The experimental design is critical in determining whether a particular data set addresses the controversy about extremely dry storage conditions. Experiments where a single water content or a narrow range of water contents is considered may give important information about potential longevity, but give no information about the role of water. Data sets containing two moisture treatments may give information about an overall effect of water content, but they cannot be used to show a break in the trend. At least three water contents are required, and one of the water contents must be sufficiently low to rule out the possibility of overlooking any detrimental effects of drying. The best data sets have many water content treatments over a large range of water contents beginning at close to 0% water, and deterioration detected in most, if not all the moisture treatments. There are few data sets that meet these criteria (Kosar and Thompson, 1957; Ellis et al., 1988, 1989, 1990a,b, 1992, 1995; Vertucci and Roos, 1990; Carpenter and Boucher, 1992; Vertucci et al., 1994a; Dickie and Smith, 1995; Buitink et al., 1998; Chai et al., 1998; Hu et al., 1998a; Kong and Zhang, 1998; Shen and Qi, 1998). The global project studying deterioration of lettuce seeds was initiated to evaluate a 'model' design for this type of research (Walters et al., 1998).

Among experiments that are appropriate to evaluate the effect of extremely low water contents on seed longevity, there is evidence showing no effect of water content below a critical value (Ellis et al., 1988, 1989, 1990a,b, 1992, 1995; Kong and Zhang, 1998); detrimental effects (Kosar and Thompson, 1957; Ellis et al., 1989, 1990a,b; Vertucci and Roos, 1990; Carpenter and Boucher, 1992; Vertucci et al, 1994a; Dickie and Smith, 1995; Buitink et al., 1998; Chai et al., 1998; Hu et al., 1998a; Kong and Zhang, 1998; Shen and Qi, 1998); and in a few cases, a progressively beneficial effect of drying to extremely low water contents (1% for chive at 40°C, Kong and Zhang, 1998; 1.7% for yew, Walters-Vertucci et al., 1996; and 2% for sesame at 50°C, Ellis et al., 1986). Even when experiments were conducted using the same species at the same temperature, conflicting results have been reported. For example, detrimental effects of storing Brassica pekinensis at 40°C and <3% (Shen and Qi, 1998), as opposed to no effect of water content for the same species stored at 40°C and water contents between 0.5 and 3.0% (Kong and Zhang, 1998). For the majority of species tested there were no detrimental effects of extreme drying when seeds were stored at or above 50°C, but the longevities for all treatments were relatively short. However, for many species a definite reduction in longevity was observed when seeds were dried to water contents less than 2-3% and subsequently stored at or below 45°C. This introduces the possibility that some of the conflicting results may be attributed to the different temperatures used in the experiments.
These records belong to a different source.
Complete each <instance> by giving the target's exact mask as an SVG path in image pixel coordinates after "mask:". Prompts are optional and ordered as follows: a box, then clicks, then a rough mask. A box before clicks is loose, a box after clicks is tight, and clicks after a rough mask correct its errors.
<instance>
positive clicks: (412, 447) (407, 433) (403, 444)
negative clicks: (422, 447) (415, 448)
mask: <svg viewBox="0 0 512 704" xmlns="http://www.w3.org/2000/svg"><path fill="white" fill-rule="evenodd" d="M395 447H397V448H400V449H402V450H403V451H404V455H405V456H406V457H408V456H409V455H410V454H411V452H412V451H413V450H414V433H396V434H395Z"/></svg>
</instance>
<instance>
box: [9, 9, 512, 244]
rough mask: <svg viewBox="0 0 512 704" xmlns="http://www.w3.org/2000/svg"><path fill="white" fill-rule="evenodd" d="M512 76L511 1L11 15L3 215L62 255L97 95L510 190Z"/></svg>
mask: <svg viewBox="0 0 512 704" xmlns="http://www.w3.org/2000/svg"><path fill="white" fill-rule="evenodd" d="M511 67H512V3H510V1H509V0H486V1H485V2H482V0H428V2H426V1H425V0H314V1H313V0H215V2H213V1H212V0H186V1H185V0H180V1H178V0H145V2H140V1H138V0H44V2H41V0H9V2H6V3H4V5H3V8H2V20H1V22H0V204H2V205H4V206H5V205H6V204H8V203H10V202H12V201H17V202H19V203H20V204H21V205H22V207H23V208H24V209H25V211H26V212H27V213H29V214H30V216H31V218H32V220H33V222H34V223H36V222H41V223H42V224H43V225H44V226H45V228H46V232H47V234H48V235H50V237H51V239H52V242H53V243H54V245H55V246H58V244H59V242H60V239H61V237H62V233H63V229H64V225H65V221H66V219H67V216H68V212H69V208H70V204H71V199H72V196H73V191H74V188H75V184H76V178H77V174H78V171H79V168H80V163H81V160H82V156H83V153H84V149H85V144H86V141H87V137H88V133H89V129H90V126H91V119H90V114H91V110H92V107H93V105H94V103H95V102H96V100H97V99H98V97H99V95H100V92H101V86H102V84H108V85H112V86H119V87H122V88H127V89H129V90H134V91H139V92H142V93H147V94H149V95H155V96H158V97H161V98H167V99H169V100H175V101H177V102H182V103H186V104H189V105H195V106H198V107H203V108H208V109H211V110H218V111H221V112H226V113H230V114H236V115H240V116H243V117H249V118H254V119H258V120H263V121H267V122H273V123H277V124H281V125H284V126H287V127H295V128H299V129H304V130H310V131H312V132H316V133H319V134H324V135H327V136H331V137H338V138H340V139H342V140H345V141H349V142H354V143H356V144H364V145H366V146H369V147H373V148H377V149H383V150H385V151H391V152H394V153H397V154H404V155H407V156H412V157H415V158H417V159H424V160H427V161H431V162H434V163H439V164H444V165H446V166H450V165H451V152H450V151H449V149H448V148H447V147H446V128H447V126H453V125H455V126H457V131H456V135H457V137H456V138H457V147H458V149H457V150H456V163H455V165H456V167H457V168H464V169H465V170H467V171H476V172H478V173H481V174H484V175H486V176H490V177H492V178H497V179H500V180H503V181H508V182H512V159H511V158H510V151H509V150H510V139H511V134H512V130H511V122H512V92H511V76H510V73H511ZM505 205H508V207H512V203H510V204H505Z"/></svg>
The observation that seeds stored at extremely low water contents have reduced longevity, even if that observation is inconsistent, points out the potential risks of over-drying. Thus for many seeds there is an optimum moisture level for storage at which longevity is maximized. Drying below the optimum is counterproductive. This finding introduces another critical water content - the water content below which seeds are damaged.

What are the values of the critical /optimum water contents and water activities?

The presence of critical water contents for longevity have been demonstrated in numerous seeds from diverse phylogenetic backgrounds. Two critical water contents, the water content that gives maximum longevity (wc₁) and the water content below which aging rates increase (wc₂) have been identified. The range of water contents between wc₁ and wc₂ represents the optimum water contents for seed storage. From seed storage experiments published thus far, it is unclear whether wc₁ and wc₂ are the same value (i.e. there is an optimum water content), or whether the values are different (there is an optimum range of water contents) and this is because it is difficult to detect significant differences in aging rates among similar water contents within the 4-year time span of most of the experiments. The range of water contents that give maximum longevity define the 'margin of error' between drying seeds to prolong seed life spans and over-drying seeds at the expense of seed life spans. Experiments on the effect of water content and temperature on aging rates of pea seeds (Vertucci et al., 1994a) and pollen grains (Buitink et al., 1998) show that the margin of error narrows as storage temperature increases.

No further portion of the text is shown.